Buy Canadian Trend Cooling Down, Says Metro CEO
Canadian consumers are still looking for local products, but Metro grocer CEO Eric La Fleche said the trend is losing a bit of steam.
"Consumers are still buying more Canadian, so we're seeing more growth on Canadian product than non-Canadian product, but it has decelerated slightly," La Fleche told analysts during a fiscal 2025 third-quarter earnings conference call on Aug. 13.
Earlier this year, simmering trade tensions with the United States fueled pro-Canadian momentum, with retailers highlighting local offerings as well as U.S.-sourced products, and brands driving home their Canadian roots.
U.S. tariffs and Canada's counter tariffs have led some food producers to seek price increases from grocers, including Metro. La Fleche says tariffs have driven prices higher for about 3,000 SKUs.
Some suppliers held off on price hikes following counter-tariffs being imposed in March, but increases are happening.
"Teams continue to negotiate to minimize the impact on consumers, and for now, the effect remains manageable," La Fleche said.

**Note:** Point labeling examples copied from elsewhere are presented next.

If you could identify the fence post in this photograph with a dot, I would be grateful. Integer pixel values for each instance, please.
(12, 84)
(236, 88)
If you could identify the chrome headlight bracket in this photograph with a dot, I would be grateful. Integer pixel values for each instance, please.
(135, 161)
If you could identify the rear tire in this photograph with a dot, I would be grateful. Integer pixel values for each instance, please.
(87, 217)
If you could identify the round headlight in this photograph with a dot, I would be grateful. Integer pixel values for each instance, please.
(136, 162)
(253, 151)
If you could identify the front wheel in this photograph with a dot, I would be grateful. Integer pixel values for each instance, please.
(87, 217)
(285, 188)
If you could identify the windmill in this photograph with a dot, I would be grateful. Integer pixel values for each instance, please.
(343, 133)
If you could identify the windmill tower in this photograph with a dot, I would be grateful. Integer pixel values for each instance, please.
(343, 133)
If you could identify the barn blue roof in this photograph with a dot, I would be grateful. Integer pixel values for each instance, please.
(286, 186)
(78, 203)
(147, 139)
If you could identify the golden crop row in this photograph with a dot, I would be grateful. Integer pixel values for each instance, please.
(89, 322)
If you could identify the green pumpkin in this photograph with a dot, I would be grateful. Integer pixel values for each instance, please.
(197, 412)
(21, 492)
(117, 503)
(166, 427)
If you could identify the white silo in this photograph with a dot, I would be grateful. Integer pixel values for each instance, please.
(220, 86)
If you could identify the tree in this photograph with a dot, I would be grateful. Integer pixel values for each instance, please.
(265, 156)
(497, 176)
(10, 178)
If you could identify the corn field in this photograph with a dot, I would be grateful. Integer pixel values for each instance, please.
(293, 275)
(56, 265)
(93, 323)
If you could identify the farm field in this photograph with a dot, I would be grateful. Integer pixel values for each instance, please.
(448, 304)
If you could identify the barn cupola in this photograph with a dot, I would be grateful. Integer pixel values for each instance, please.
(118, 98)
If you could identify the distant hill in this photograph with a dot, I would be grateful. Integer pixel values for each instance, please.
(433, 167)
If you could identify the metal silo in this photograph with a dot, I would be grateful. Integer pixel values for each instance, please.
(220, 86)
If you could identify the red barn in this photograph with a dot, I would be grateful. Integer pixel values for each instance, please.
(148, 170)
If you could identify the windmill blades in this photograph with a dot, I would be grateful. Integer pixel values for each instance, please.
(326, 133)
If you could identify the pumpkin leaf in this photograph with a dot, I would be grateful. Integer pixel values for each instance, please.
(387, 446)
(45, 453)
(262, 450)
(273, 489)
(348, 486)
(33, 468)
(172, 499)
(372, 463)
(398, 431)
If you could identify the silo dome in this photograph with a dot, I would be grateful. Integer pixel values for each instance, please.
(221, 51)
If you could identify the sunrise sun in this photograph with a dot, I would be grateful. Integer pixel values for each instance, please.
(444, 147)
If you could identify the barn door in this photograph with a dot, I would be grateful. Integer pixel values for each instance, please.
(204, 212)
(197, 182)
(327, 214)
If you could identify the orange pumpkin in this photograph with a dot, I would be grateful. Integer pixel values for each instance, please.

Metro also has been searching for suppliers from other countries to rein in the price of goods to keep things more manageable for shoppers who frequent its 980-plus grocery stores.
Tariffs or not, the consumer is trying to keep costs down. "The search for value has been ongoing for a couple of years now or more, so it's the same trends," La Fleche added. "People are searching for value. Promotional levels are high. Private-label sales are high, so we're seeing pretty much the same picture on the consumer side."